I do hope that other companies will follow suit. If not, this might encourage more people to abandon other platforms and join DoorDash instead.
Uber Ordered to Produce Records About 2016 Hack and Cover-Up (Wall Street Journal)
Summary: A federal judge ordered Uber Technologies Inc. to turn over unredacted documents that could reveal more details about how company brass responded to a 2016 data breach, which led to costly legal battles for the ride-sharing giant and criminal charges for its then-security chief over a cover-up.
Judge William Orrick of the U.S. District Court for the Northern District of California said hundreds of internal communications sought by Uber’s former chief security officer may be necessary for his defense against allegations that he tried to mislead U.S. officials about the incident.

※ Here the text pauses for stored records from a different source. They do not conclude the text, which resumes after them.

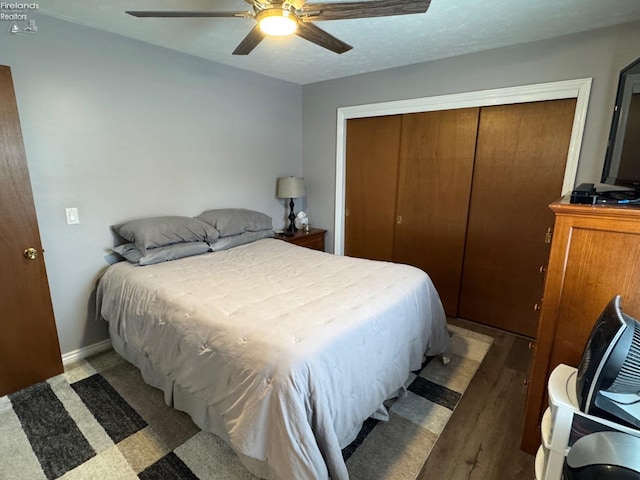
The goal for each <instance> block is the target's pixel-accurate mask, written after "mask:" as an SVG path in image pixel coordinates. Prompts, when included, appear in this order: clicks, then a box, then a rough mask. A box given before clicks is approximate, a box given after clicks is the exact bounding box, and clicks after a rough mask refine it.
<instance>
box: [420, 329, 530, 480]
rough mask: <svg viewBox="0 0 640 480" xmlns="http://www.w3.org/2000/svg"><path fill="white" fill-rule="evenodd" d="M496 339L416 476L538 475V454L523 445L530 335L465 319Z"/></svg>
mask: <svg viewBox="0 0 640 480" xmlns="http://www.w3.org/2000/svg"><path fill="white" fill-rule="evenodd" d="M449 322H450V323H451V324H454V325H458V326H461V327H464V328H467V329H469V330H473V331H476V332H479V333H484V334H486V335H490V336H492V337H494V338H495V341H494V343H493V345H492V346H491V348H490V350H489V352H488V353H487V356H486V357H485V359H484V361H483V362H482V365H481V366H480V369H479V370H478V372H477V373H476V375H475V377H474V378H473V380H472V381H471V384H470V385H469V387H468V388H467V390H466V392H465V393H464V395H463V396H462V399H461V400H460V403H459V404H458V406H457V407H456V409H455V410H454V412H453V415H452V416H451V419H450V420H449V423H447V426H446V427H445V429H444V431H443V432H442V435H441V436H440V438H438V441H437V442H436V444H435V446H434V447H433V450H432V452H431V454H430V455H429V458H428V459H427V462H426V463H425V464H424V467H423V468H422V471H421V472H420V474H419V475H418V477H417V479H416V480H462V479H477V480H511V479H514V480H515V479H518V480H533V479H534V478H535V472H534V456H533V455H529V454H527V453H525V452H523V451H521V450H520V435H521V431H522V422H523V415H524V403H525V397H526V387H525V386H524V381H525V379H526V378H527V376H528V373H529V364H530V361H531V356H532V353H533V350H531V349H530V348H529V342H530V340H529V339H527V338H523V337H519V336H516V335H512V334H510V333H506V332H503V331H500V330H496V329H492V328H489V327H485V326H483V325H480V324H476V323H473V322H468V321H465V320H461V319H449Z"/></svg>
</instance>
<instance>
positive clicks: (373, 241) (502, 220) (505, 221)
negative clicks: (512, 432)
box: [344, 99, 576, 337]
mask: <svg viewBox="0 0 640 480" xmlns="http://www.w3.org/2000/svg"><path fill="white" fill-rule="evenodd" d="M575 103H576V102H575V99H564V100H551V101H541V102H532V103H519V104H511V105H500V106H490V107H474V108H464V109H454V110H443V111H433V112H420V113H411V114H402V115H391V116H384V117H373V118H357V119H350V120H348V121H347V146H346V191H345V206H346V210H345V250H344V251H345V254H346V255H351V256H357V257H363V258H373V259H379V260H388V261H395V262H400V263H407V264H410V265H414V266H417V267H419V268H421V269H423V270H425V271H426V272H427V273H428V274H429V275H430V277H431V278H432V280H433V282H434V284H435V286H436V288H437V289H438V292H439V293H440V296H441V298H442V301H443V304H444V306H445V311H446V312H447V314H448V315H450V316H459V317H462V318H467V319H469V320H473V321H477V322H480V323H484V324H487V325H491V326H495V327H498V328H502V329H505V330H509V331H512V332H515V333H519V334H522V335H526V336H529V337H535V335H536V326H537V317H538V312H537V311H536V309H537V305H539V304H540V297H541V294H542V287H543V282H544V265H546V263H547V259H548V255H549V244H548V243H547V242H546V241H545V240H548V235H547V233H548V232H549V233H550V231H551V230H550V229H551V226H552V225H553V216H552V214H551V212H550V211H549V209H548V205H549V203H551V202H552V201H553V200H555V199H557V198H559V197H560V195H561V193H562V181H563V178H564V171H565V165H566V160H567V155H568V150H569V142H570V138H571V130H572V126H573V118H574V111H575Z"/></svg>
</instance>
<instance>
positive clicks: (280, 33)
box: [256, 8, 298, 37]
mask: <svg viewBox="0 0 640 480" xmlns="http://www.w3.org/2000/svg"><path fill="white" fill-rule="evenodd" d="M256 19H257V20H258V25H260V30H262V31H263V32H264V33H266V34H267V35H275V36H278V37H283V36H286V35H291V34H292V33H293V32H295V31H296V30H297V29H298V19H297V18H296V16H295V15H294V14H293V13H291V12H290V11H288V10H285V9H282V8H269V9H267V10H262V11H261V12H259V13H258V15H257V16H256Z"/></svg>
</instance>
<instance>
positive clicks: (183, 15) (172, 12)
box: [125, 10, 254, 18]
mask: <svg viewBox="0 0 640 480" xmlns="http://www.w3.org/2000/svg"><path fill="white" fill-rule="evenodd" d="M125 13H128V14H129V15H133V16H134V17H154V18H155V17H159V18H192V17H193V18H200V17H240V18H253V17H254V14H253V13H252V12H194V11H189V12H182V11H166V12H152V11H142V12H141V11H134V10H128V11H126V12H125Z"/></svg>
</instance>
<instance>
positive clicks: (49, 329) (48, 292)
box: [0, 66, 62, 397]
mask: <svg viewBox="0 0 640 480" xmlns="http://www.w3.org/2000/svg"><path fill="white" fill-rule="evenodd" d="M0 205H1V206H2V214H1V219H2V221H1V222H0V261H1V262H2V268H0V287H1V288H0V325H1V326H2V333H1V334H0V397H2V396H4V395H7V394H9V393H13V392H15V391H18V390H20V389H22V388H24V387H27V386H29V385H32V384H34V383H37V382H40V381H42V380H45V379H47V378H50V377H53V376H55V375H58V374H60V373H62V359H61V357H60V346H59V344H58V334H57V331H56V324H55V319H54V317H53V307H52V305H51V297H50V295H49V283H48V280H47V272H46V269H45V264H44V258H43V251H42V244H41V240H40V232H39V230H38V223H37V218H36V210H35V207H34V204H33V195H32V192H31V182H30V180H29V169H28V167H27V158H26V155H25V150H24V145H23V142H22V130H21V128H20V119H19V117H18V107H17V104H16V99H15V95H14V89H13V80H12V78H11V70H10V69H9V67H7V66H0ZM29 248H31V249H32V252H33V255H32V257H33V258H30V257H28V256H27V255H26V254H27V253H28V251H26V250H27V249H29Z"/></svg>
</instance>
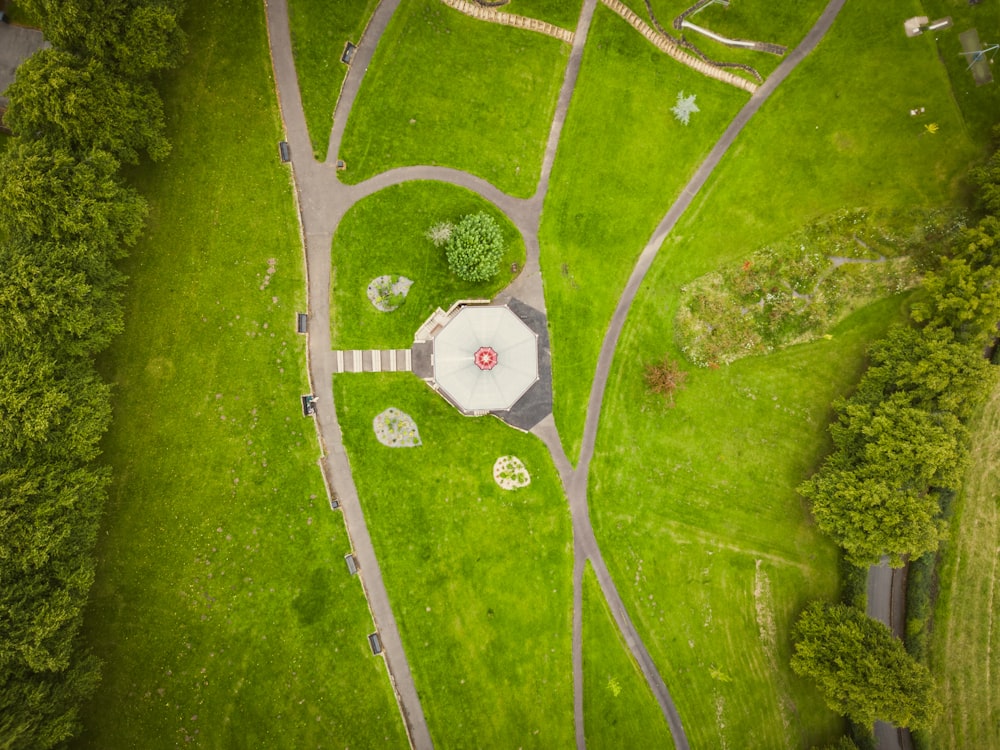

Joseph Sullivan is accused of attempting to conceal an incident in which Uber allegedly paid hackers $100,000 in bitcoin to destroy stolen data about 57 million passengers and drivers. He has pleaded not guilty.
Some security experts view the case as pivotal in determining corporate officers’ legal liability for their handling of cyberattacks—and evidence that security chiefs should push for built-in safeguards from their employers….
My Take: We all love a good scandal, right? But it’s even better when it’s a cover-up gone wrong. How do you think companies like Uber—or any company for that matter—should handle cyber security issues? Cyberattacks are probably more common than any of us realize because companies scramble to cover it up instead of coming clean to the general public.
Sometimes, when they come clean, the company suffers irreparable damage, taking a hit to their reputation, even though they are honest and upfront about it.
Also in the news…
Uber to pay $19m for misleading riders with fee warning (Aljazeera)
Thoughts: I think it’s funny that Uber is getting in trouble over a potential fee warning. Now, the rest of it, where they inflated comparable taxi rides to make Uber rides more appealing, is definitely something worth looking into. But a warning of a potential fee? I guess I don’t see what the harm is there.
Woman seen coughing on Uber driver now accused of identity theft (ABC)
Thoughts: We covered this story during the pandemic. This woman obviously didn’t learn her lesson and continues to do illegal things.
‘She’s trespassing’: Karen gives Lyft driver the wrong address multiple times, refuses to leave the car (Daily Dot)
Thoughts: Drivers have to put up with a lot of crap some days. Not everyone would agree that this driver handled things well, but I think she did a decent job considering the circumstances. When your passenger repeatedly puts in the wrong address and then blames you for it, that’s never a good day.
How would you handle a passenger screaming at you and inputting the incorrect address and blaming you for their mistake?